They say you only get one chance to make a first impression. Usually the first thing someone encounters when visiting a house for the first time is the driveway. A poorly maintained or unpaved driveway not only makes a poor impression, it also can cause major issues related to weather as a heavy rain or snow could turn a dirt driveway into one big mud puddle. In order to avoid these problems inherent to a dirt driveway, various methods of paving, or installing a hard, permanent surface, have been developed.
- Asphalt - this method of paving is done by mixing bitumen, which is a thick, sticky petroleum product with small gravel particles to create what is referred to as asphalt concrete. This mixture is poured onto the driveway then flattened with a roller to form a solid, durable surface. With proper maintenance, which consists primarily of sealing cracks, an asphalt driveway can be expected to last thirty years or longer.
- Concrete - similar to asphalt in that it is a mixture of gravel and a binding agent, concrete is typically a mix of a lime-based cement, gravel and water that can be poured into forms. As it dries, the concrete hardens to a stone-like material. The benefits include the ability to pour the concrete into precise shapes as needed and to put a smooth surface finish on it. Although it is considerably more expensive than asphalt, it also has a much longer life expectancy and can last for decades with minimal maintenance required. A variation of this type of driveway is stamped concrete which uses stencils pressed into wet concrete to give the illusion of being brick or stone.
- Exposed aggregate - this method is also based on the use of a binding agent and aggregate gravel. However, instead of mixing the two, this method consists of laying down the binding agent and then pressing a layer of aggregate into the top of it. The result is a sealed, non-slip surface. The biggest benefit of this method is the option of using different colored aggregates to customize the color of the driveway.

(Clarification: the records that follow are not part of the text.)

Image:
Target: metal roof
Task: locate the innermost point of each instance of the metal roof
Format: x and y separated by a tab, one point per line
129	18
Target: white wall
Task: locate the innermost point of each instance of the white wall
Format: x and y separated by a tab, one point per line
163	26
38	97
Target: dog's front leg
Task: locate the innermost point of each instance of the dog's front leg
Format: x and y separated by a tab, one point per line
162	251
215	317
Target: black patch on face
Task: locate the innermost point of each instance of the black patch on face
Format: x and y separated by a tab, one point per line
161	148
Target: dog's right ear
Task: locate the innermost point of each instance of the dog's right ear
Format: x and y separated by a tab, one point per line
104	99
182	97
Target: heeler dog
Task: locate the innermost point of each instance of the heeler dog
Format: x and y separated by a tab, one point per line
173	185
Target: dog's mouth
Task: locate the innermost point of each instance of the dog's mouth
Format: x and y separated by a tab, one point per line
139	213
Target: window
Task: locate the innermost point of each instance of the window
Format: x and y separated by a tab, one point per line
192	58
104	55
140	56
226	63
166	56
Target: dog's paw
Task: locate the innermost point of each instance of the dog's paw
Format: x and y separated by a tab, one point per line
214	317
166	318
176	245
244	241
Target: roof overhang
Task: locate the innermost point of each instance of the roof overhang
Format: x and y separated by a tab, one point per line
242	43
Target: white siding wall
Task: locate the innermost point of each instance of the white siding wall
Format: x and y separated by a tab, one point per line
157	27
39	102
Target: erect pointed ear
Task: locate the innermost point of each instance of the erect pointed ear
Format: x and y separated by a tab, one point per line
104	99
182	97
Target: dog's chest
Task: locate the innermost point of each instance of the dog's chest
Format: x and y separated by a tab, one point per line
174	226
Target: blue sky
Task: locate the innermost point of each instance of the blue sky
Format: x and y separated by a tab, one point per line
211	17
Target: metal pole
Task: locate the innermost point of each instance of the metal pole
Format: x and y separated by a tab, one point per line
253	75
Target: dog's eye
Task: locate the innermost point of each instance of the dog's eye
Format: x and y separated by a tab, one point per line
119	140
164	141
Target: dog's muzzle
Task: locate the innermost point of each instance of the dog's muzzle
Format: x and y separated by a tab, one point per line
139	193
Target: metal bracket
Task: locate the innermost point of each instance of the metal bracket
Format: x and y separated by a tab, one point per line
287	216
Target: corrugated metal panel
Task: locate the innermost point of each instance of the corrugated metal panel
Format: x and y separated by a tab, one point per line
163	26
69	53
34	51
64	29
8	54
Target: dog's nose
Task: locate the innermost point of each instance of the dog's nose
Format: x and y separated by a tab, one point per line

- Interlocking Pavers - this method is actually similar to one of the oldest forms of paving which is cobblestones. The difference is that instead of using natural stones laid next to each other, this method uses concrete "pavers" that have a smooth surface and uniform shape to fit tightly together to form a smooth decorative finish.
While many different options exist to pave a driveway, consulting a paving professional is the best way to determine which method best fits an individual situation and budget.